The slider grip was considered to be the best grip by baseball icon Ted Williams because they’re faster and break later than curveballs. To achieve this grip
- Position the ball the way you would for a two-seam grip, but then rotate it 45 degrees, and place your middle and index fingers next to the seam and allow your ring finger to rest on the ball.
- Your thumb will go directly under the ball on leather.
- Squeeze the ball between your middle finger and thumb.
There are many different types of changeups, but the circle changeup is the most popular. It’s almost identical to a fastball, but because of slight differences in the grip, it’s a much slower pitch. This confuses batters. To do the circle changeup:
- Make an ‘okay’ symbol/circle with your thumb and index finger.

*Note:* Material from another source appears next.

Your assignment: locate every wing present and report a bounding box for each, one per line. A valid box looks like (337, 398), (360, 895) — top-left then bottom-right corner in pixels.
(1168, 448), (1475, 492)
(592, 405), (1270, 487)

- Put the ball in the palm of your hand and hold it there with your remaining fingers
The knuckleball is the slowest pitch and the hardest to throw. It also trips up batters the most because it has such unpredictable movements. It appears to be floating while also darting around, making it hard to hit. To do this grip:
- Position the ball the way you would for the two-seam pitch, but instead of holding your fingers along the seams, dig your fingertips into the leather of the ball, avoiding the seams entirely.
- Put your thumb underneath the ball, along the leather.
- When you let go of the ball, you’ll keep your wrist stiff as you release your fingers, almost like you’re flicking or pushing the ball.